Jane fretted about her ugliness, of course. A poor girl's looks were all she had, and without them she could never hope to marry. Without marriage her life would be even worse than it was now. If she was lucky, she could work in the kitchens at one of the big estates. If she wasn't lucky, she'd be a scullery maid in a household one step above her own.

But brooding only made the situation worse. It put a wrinkle of worry between her thick, dark brows and twisted her bow-shaped lips into a grimace.

On this day, however, her lack of beauty was not foremost among her worries as she descended the vertiginous cellar stairs. Her primary concern was supper. Her mother would expect the meal to be ready when she stumbled home from an afternoon of gin and neighborhood gossip, and Jane wasn't sure she could fashion a stew out of the little they had. Were there any carrots left at the bottom of the bin? Were there any onions that weren't rotten, or any potatoes that weren't black and bitter? Perhaps she could send Bessie out to look for some mushrooms.

It wasn't until she reached the third step that the stench of fermenting urine and excrement enveloped her. She gasped and nearly fell, gripping the rickety banister for support.

"Bessie!" she shouted back up the stairs. "It's happened again!"

Their house always stank of waste, of course; it was next to the Holywell Street privy. Jane had grown accustomed to it. But the strength and power of the foul odor was so strong she gagged and retched into her apron. When she was finished she untied it and tossed the soiled garment over the banister. Then she forced herself down the steps and into the cellar. She held her candle high and scanned the walls.

Her shoes slopped in mud. She followed the wretched stream to its origin, a crack in the mortar of the south wall, two feet from the floor. Human feces was oozing through and dripping down the stonework.

Jane heard her sister at the top of the stairs.

"Is it the privy?" Bessie cried.

"Of course it's the privy," snapped Jane. "Bring me the mop and bucket."

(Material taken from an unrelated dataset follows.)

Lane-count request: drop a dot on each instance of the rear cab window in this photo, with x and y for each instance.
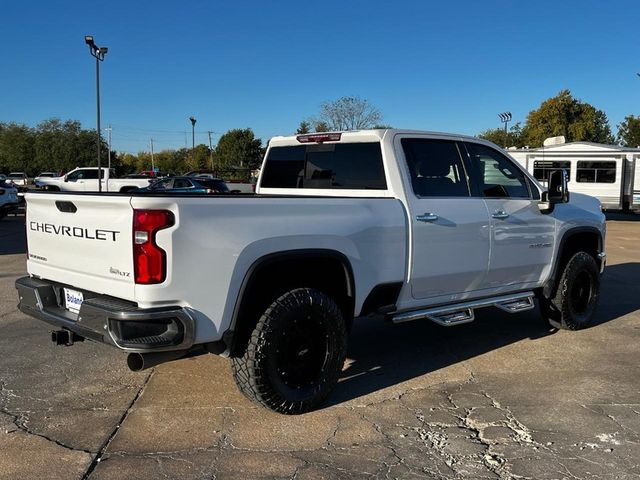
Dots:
(332, 166)
(495, 175)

"Why does this always happen to us?" Bessie whined. "Why are we so unlucky?"

"Luck has nothing to do with it," said Jane grimly. "Now, hurry. And bring me a rag, too. We need something to stuff in the crack."

"We need a new house," muttered Bessie, but she did as she was told.

Bite your tongue, thought Jane. They had lived in four houses in three years, each more terrible than the last. Though she could not imagine what could be worse than living next to the privy. There was the smell, of course, and the periodic flooding, but what Jane hated the most was the fact that everyone on the street walked by their house to use it, stopping to peer in the windows and make rude comments.

The house was hardly more than a cottage, with one room for eating and cooking and another where the five of them slept on straw pallets. It had been made, as many of the street's houses had, from river rock that had been broken into brick-size pieces, but it had not been made well. The entire structure listed to the left, and the windows and doors weren't true. It looked as if it might collapse at any moment. In fact, one of the street's houses had collapsed a few years before, killing a woman and three children, "and some very good laying hens," as Jane's mother had put it.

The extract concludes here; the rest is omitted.